Babbling is a form of communication found in early primary language acquisition in which an infant creates a variety of word sounds without inherent meaning. This time period usually follows cooing and demonstrates the infant’s development as he or she begins to form more precise word sounds. There are essentially two types of babbling: reduplicative, in which the infant makes the same sound repeatedly, and variegated, in which the sounds change during a single babbled string. This time period for an infant is typically followed by development of words with particular meanings as language acquisition continues.
Though the full purpose of babbling may be somewhat debatable, most linguists feel it is used by infants as a way to practice and develop language. An infant typically begins to babble at about 12 months, sometimes sooner and sometimes later. This follows the cooing phase that many infants go through, in which they make audible sounds that often consist primarily of vowel sounds and do not necessarily correspond to sounds used to construct words. When a child begins babbling, however, the sounds evolve and include consonants and other sounds used in creating spoken language.

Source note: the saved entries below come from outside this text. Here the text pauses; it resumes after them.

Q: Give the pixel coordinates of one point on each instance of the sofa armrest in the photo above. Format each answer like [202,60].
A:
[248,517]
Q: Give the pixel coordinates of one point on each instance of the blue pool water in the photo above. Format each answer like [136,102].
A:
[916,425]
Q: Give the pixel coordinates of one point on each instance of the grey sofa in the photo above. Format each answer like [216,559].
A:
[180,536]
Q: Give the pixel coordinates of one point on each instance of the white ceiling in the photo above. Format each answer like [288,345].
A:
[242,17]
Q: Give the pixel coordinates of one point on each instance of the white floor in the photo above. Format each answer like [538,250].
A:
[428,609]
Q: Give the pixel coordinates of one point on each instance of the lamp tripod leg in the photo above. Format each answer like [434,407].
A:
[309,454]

There are basically two major types of babbling, which are divided and based on the types of sounds an infant makes. The reduplicative form occurs when an infant makes a single sound that is repeated such as “da-da-da-da” or “la-la-la-la-la,” often in shorts bursts of sound; many early spoken words such as “mama” and “dada” are built upon the ease with which infants can make these sounds. Variegated babbling occurs when an infant produces simple sounds that are not based on repetition such as “la-do-ma-ga-ba.” While these sounds may rhyme or seem similar, this form demonstrates that an infant is working on using different word sounds.
Babbling is an important phase of language development as infants demonstrate early understanding of certain linguistic concepts. During babbling, infants often show different types of inflection while speaking, raising the pitch and volume of their voices throughout the string of sounds. Infants may also learn and demonstrate “turn-taking” during this phase of development, which means that parents and others should interact with infants as they babble to demonstrate how language is used in conversation. After this stage in development, an infant often begins to form individual words, usually short words like “up” or “please,” and a child is likely to babble less and use formal words more often as he or she develops.